Emmi Pikler, Anna Tardos, Judith Falk en Hongrie, Myriam David, Geneviève Appell en France ont contribué à créer pour les premières et à faire connaître ce projet éducatif en Europe pour les secondes. Actuellement, le professeur Bernard Golse est président de l’association Pikler Loczy France.

Ses lignes directrices adaptées à l’enfant de 0 à 3 ans en pouponnière sont néanmoins transposables en partie d’autres lieux d’accueil : crèches, domiciles des assistantes maternelles.

Principes fondamentaux

L’approche Pikler Lokzy vise à proposer aux jeunes enfants une routine très ordonnée avec un déroulé presque immuable de la journée – l’objectif est de rassurer l’enfant grâce à la prévisibilité des évènements. Chaque enfant est pris en charge à son tour toujours dans le même ordre et selon le même déroulé.

  • Maternage insolite

La prise en charge par la professionnelle prend le nom de maternage insolite. Il s’agit de ne pas se substituer à la mère mais de construire une relation fiable, sans sautes d’humeur, sans bouffées affectives mettant l’enfant et la professionnelle en danger. Pas de câlins ni de démonstrations affectives : on parle de relation affective « tempérée ».

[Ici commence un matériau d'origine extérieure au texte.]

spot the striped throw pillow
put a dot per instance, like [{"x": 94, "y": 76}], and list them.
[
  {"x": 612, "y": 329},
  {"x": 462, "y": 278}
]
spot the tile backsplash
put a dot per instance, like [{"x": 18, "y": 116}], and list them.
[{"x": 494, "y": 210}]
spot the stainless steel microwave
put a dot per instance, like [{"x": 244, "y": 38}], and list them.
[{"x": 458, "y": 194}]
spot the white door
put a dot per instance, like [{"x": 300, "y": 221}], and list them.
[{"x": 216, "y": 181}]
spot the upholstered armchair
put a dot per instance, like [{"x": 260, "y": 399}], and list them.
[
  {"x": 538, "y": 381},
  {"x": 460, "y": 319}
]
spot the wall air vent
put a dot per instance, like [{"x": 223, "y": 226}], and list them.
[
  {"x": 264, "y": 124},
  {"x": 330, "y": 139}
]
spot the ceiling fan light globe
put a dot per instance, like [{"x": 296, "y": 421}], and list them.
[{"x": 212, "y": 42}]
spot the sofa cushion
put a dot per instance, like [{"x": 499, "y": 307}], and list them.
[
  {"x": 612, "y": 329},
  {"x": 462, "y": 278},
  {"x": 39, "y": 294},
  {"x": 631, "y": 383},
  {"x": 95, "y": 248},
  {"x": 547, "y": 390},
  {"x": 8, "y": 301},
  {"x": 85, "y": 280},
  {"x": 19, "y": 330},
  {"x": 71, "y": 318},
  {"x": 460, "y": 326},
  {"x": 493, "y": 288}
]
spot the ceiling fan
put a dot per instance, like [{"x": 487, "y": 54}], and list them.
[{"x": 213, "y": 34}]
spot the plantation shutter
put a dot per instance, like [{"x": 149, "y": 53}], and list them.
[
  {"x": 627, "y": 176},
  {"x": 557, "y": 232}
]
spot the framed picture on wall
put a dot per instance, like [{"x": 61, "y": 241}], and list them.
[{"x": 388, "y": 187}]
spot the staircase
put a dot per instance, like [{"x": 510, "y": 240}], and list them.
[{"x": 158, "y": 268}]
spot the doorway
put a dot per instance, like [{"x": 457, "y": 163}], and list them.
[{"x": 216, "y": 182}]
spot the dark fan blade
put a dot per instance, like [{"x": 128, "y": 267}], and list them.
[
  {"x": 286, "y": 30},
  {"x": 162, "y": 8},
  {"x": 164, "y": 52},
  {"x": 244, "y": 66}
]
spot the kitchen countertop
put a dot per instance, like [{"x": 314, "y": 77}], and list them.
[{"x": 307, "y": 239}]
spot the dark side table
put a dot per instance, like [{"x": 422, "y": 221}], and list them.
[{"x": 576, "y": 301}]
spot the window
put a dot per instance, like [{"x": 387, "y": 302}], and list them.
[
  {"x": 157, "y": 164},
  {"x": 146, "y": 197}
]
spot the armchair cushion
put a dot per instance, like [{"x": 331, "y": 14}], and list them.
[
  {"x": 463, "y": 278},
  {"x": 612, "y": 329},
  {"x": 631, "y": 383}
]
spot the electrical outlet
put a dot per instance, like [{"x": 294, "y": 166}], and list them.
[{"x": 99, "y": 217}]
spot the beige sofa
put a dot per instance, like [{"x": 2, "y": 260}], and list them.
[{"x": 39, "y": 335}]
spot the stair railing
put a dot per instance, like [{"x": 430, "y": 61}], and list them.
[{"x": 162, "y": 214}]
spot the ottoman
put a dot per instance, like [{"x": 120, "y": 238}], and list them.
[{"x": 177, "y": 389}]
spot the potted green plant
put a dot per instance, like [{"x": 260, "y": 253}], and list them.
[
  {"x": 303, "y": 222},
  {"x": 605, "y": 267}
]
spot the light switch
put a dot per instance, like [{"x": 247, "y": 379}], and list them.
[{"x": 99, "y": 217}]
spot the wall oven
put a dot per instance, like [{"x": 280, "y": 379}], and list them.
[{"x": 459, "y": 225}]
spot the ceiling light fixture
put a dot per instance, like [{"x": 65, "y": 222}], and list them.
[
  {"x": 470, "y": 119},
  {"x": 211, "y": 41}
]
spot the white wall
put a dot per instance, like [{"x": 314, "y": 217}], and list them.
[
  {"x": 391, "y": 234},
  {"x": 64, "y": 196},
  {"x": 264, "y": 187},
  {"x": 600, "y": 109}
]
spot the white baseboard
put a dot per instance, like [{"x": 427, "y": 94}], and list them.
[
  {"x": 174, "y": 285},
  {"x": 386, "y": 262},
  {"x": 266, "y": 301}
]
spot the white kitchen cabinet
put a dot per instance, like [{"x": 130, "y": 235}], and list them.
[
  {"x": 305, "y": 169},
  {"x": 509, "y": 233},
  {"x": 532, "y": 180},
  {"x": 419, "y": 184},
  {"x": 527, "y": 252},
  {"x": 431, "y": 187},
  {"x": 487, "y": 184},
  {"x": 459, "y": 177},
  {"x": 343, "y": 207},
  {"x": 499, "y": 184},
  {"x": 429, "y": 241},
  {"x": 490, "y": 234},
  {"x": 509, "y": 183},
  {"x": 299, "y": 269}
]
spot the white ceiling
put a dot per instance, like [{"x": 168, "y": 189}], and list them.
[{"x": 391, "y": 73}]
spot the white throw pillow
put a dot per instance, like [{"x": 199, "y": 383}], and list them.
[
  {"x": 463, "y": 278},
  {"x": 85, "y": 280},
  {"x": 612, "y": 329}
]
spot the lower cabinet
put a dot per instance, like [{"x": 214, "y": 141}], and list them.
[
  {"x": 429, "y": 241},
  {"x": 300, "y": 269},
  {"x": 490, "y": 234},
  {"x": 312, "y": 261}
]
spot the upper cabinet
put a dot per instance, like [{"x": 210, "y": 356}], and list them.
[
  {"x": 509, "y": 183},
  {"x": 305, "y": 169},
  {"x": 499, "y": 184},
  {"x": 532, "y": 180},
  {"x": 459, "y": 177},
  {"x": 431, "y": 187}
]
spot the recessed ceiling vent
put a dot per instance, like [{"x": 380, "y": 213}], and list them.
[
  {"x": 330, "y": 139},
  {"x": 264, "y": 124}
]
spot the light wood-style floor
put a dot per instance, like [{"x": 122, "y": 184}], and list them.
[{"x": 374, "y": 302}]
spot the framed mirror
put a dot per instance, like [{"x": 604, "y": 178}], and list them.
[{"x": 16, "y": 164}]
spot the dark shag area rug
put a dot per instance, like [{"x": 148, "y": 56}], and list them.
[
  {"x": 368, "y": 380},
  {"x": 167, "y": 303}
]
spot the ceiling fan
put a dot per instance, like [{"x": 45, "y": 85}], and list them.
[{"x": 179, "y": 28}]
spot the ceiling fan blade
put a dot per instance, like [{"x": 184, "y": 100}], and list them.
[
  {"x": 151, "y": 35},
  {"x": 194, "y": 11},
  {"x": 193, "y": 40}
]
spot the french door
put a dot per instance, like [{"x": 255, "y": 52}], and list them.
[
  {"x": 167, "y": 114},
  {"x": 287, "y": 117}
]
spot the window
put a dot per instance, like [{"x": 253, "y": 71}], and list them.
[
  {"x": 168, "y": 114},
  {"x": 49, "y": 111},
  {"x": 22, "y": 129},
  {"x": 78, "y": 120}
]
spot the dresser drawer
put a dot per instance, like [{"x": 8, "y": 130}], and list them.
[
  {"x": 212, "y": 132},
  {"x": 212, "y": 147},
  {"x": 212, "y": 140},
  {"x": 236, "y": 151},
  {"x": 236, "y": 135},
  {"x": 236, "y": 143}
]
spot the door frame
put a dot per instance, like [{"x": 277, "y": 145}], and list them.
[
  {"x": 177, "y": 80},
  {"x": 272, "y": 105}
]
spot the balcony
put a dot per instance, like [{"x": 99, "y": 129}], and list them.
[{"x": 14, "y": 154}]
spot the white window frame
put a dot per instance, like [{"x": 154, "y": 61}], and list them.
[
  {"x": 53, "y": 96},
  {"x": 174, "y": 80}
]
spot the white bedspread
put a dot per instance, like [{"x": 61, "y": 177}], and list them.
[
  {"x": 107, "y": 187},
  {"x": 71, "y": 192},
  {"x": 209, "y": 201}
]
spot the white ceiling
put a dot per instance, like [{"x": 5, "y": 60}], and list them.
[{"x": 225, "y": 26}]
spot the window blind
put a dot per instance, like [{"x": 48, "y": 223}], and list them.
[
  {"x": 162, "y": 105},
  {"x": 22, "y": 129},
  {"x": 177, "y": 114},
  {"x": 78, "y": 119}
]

De quoi parle-t-on lorsqu’on dit “sécurité affective” ? Découvrez-le dans notre article sécurité affective de l’enfant : les pratiques à adopter !

  • Qualité de la relation durant le soin

Lors des soins, très ritualisés, l’attention et la présence de la professionnelle sont entières. Elle parle à l’enfant en permanence : elle lui explique ce qu’elle fait mais essaie aussi en de décrypter ce que ressent l’enfant et de lui expliquer ce qu’il peut ressentir – les paroles restent positives. Lorsqu’elle sort l’enfant de son lit, la professionnelle veille à capter son regard et à le suivre des yeux ; elle lui soutient la tête et le tient en corbeille (film de Martino) autant que faire se peut.

Pendant la prise en charge d’un enfant, le professionnelle est totalement absorbée à sa tâche. Elle doit néanmoins avoir un regard circulaire sur les autres enfants de la section pour éviter tout accident.

Pour aller plus loin, découvrez notre formation Prendre soin de l’enfant - sécurité, hygiène, confort, alimentation : inscrivez-vous !

  • Autonomie de l’enfant

La professionnelle incite l’enfant à participer aux soins, à retirer une manche de vêtement, plus tard à utiliser la brosse. Les soins sont regroupés. Le repas se passe sur les genoux de la professionnelle, puis à table selon les compétences de l’enfant. Ce dernier mange la quantité qu’il veut, jamais plus.

Après son tour, l’enfant est replacé dans l’aire de jeu et devient autonome.

On ne force jamais une position, l’enfant va à son rythme : pas de position assise tant qu’elle n’est pas acquise, etc.

L’enfant est habillé sans entrave.

  • Jeu libre sous le regard de la professionnelle dont le rôle est indirect

On met à sa disposition deux ou trois jeux pas plus. Cela va à l’encontre des pratiques actuelles où on prône les jouets « éducatifs », où l’on stimule sans arrêt, où l’on est demandeur de performance : ici, on fait confiance à l’enfant. Les bénéfices du jeu libre sont multiples, ce dernier participant activement au développement de l’enfant. L’observation de l’adulte référent et des autres responsables aide à adapter chaque jour l’accueil d’un tout-petit.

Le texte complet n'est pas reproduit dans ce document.